A child who doesn't know how to wait may become aggressive, defiant, and may eventually have a meltdown. Most people just see the behavior as the problem and try things such as blocking the aggression, telling the child to stop pushing, or putting the child in Time Out for throwing chairs. The problem with that approach is that in all of these situations the behavior was the by-product of a skill deficit. These children did not know how to wait. When put in situations where they didn't get a desired item or activity "right now" they engaged in problem behaviors. In order to effectively terminate these problem behaviors you have to target the skill deficit, not just the outcome behavior.

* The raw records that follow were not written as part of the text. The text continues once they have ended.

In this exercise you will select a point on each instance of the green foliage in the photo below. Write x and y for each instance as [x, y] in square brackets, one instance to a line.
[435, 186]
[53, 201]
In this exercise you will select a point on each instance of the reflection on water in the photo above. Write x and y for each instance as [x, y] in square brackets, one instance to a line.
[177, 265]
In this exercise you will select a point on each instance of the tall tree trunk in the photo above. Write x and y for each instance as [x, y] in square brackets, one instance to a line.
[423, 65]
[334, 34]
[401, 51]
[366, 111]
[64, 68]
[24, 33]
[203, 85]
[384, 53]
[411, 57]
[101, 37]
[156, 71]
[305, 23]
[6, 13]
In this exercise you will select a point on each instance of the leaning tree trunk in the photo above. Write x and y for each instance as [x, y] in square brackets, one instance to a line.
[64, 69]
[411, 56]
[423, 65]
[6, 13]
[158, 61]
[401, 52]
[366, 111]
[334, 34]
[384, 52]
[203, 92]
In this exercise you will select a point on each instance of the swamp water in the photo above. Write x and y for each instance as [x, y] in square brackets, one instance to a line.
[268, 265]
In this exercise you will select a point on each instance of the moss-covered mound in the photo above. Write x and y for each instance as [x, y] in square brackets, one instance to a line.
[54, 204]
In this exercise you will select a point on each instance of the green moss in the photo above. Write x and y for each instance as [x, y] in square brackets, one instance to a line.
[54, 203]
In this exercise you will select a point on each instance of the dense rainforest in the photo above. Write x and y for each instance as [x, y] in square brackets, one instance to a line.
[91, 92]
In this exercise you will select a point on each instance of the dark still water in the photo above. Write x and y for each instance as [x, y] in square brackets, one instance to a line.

Teaching a Child to Wait: ABA Approach-
For a Waiting program you will need activities or objects the child enjoys. You will also need a timer. Before beginning to teach the skill you need to determine the child s current ability to wait appropriately. Appropriate just means the child doesn't try to reach for or grab at the item they are waiting for, and if the child is verbal they don't whine or plead for the item. If its an activity, the child doesn't try to run past you to access the item. If you determine the child can wait about 20 seconds before they grab at the item, set your first target at 10 seconds. You always want to start a little below what the child can currently do to ensure they contact reinforcement. Slowly build up the amount of time using small increments. Select a simple SD. Typically "Wait" is the SD used. Allow the child to access the preferred item for a few seconds. For example, give them a highly preferred doll to play with for a few seconds. Then take the doll away, say "Wait" and set your timer. Place the doll where the child can clearly see it but slightly out of their reach. Once the timer goes off praise the child for waiting and give them the doll back. If the child does not wait appropriately use prompting to get compliance and ignore any inappropriate behaviors, such as crying. Do not provide praise or reinforcement if the child didn't wait appropriately.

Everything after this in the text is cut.